Some startups are about finding and colonizing the banks of minor unknown tributaries of old rivers. Others are about creating new rivers. Still others are about building canals between vigorous new rivers and somnolent old ones. And of course, there are those that are about displacing incumbents from prime waterfront locations.
Is Private Equity Having It’s Minsky Moment?
Not much to add here other than reiterating that leveraged private equity is most likely screwed…
Private equity is undergoing what the great theorist Hyman Minsky pointed out is the Ponzi stage of the credit cycle in capitalist financial systems. This is the final stage before a blow-up. As Minsky observed, a period of placidity starts with firms borrowing money but being able to cover their borrowing with cash flow. Eventually, there’s more risk-taking until there’s a speculative frenzy, and firms can’t cover their debts with cash flow. They keep rolling over loans, and just hope that their assets keep going up in value so that they can sell assets to cover loans if necessary. To give an analogy, in 2006, when people in Las Vegas were flipping homes with no income, assuming that home values always went up, that was the Ponzi stage.
Today’s Music: Rachmaninoff - Piano Concerto #2 in C Minor, Op. 18
Following the theme of today’s letter, I thought Rachmaninoff would be an appropriate composer to present. By almost every account, Rachmaninoff was the most inventive, weird, and original classical composer. The tangible epicness of his pieces created an entirely new genre.
Regarding this Piano Concerto, it is allegorical to the above writing as to where the world stands today and where we might be able to go:
This concerto saved Rachmaninoff’s compositional career. In 1897, the premiere of his Symphony No. 1 had gone badly, victim of the fact that the conductor, Alexander Glazunov, was highly intoxicated that evening.

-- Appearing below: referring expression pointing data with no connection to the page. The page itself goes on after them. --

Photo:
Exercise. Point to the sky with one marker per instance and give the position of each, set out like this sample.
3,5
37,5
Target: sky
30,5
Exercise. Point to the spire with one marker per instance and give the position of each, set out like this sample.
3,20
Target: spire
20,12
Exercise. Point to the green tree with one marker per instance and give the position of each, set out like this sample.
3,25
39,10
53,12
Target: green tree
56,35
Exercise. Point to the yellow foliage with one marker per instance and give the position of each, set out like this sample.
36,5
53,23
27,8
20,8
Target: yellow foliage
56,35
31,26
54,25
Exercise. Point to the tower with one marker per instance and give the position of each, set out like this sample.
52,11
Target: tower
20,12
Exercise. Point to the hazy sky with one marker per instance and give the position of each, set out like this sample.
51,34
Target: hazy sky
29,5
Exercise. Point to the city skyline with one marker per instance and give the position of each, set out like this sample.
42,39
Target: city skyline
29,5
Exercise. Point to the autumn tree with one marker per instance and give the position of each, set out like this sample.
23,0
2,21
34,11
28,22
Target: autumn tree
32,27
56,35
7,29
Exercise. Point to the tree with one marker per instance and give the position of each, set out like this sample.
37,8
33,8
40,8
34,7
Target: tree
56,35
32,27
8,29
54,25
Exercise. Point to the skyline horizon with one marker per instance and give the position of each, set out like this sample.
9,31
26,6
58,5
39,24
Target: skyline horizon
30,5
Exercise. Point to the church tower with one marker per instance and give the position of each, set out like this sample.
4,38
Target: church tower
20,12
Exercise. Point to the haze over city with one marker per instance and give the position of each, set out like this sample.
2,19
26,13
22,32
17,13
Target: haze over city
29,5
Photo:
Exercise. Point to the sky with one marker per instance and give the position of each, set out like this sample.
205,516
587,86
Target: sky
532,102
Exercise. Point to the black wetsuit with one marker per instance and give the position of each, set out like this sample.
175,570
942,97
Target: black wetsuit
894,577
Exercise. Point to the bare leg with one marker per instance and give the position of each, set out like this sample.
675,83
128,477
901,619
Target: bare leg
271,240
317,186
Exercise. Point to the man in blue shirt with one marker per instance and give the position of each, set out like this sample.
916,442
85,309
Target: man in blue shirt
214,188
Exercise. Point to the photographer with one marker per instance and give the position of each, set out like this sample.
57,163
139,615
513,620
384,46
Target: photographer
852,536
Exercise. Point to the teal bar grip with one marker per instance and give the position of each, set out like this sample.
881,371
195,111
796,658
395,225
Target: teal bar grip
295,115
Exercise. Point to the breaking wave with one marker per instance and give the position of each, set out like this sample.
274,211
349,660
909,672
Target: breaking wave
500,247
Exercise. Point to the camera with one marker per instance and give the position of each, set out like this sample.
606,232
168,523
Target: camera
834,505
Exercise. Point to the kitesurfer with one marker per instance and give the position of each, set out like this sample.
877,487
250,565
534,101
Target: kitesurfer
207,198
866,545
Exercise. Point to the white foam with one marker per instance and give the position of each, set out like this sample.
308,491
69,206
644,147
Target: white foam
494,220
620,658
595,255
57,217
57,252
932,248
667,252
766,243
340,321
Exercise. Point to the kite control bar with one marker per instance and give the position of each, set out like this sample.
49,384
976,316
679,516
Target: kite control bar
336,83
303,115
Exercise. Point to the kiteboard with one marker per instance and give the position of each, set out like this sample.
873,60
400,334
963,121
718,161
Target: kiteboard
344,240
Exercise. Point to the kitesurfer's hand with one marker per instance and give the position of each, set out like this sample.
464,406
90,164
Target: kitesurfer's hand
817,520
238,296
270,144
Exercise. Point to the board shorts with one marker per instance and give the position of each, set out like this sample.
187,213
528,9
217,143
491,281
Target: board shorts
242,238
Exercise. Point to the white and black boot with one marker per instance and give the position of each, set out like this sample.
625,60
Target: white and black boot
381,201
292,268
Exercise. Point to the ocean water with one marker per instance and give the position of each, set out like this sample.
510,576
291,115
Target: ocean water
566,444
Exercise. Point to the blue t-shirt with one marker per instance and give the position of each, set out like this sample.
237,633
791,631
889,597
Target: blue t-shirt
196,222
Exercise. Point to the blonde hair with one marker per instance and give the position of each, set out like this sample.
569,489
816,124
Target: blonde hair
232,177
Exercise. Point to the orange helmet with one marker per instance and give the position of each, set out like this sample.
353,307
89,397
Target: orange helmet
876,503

Reviews of the performance, and the symphony itself, were so cruel that Rachmaninoff, finding himself crippled with writer’s block, swore off composition in favor of piano performance. Three years later, friends and family persuaded him to consult with Dr. Nicolai Dahl, a pioneer in techniques of hypnotism, and, not incidentally, an avid amateur musician. After months of sessions, Rachmaninoff found again the courage to compose and completed a new concerto, the No. 2 in C Minor. Its premiere was given to great acclaim in Moscow on November 9, 1901, with the composer himself as soloist.
We need more people like Rachmaninoff.
Much like today’s lack of invention, music has lost its itch for change. Music is becoming more and more homogenous in its structure, sound, and length. All modern pop music follows roughly the same chord progressions. Songs are also becoming shorter and shorter, the Rachmaninoff Concerto above is at least 35 minutes played at its fastest pace. Rap music, which once was considered the most innovative form of music back at its birth (~1980-1985), has lost all inventiveness. It used to have meaning, political movements, and collateral behind it. Today, rap artists aren’t even using real words (WARNING: incredibly NSFW and vulgar, but drives home a good point).
The worlds of production and art have both lost their kernels of true creativity. It is interesting that they both lost their ways in the ~1960-70s. I am still working to find the reasons for this parallelism.
We can no longer optimize for short-term gain and profits in lieu of long-term creation and invention. It creates fragile systems that are built on pattern matching and iterating on the status quo.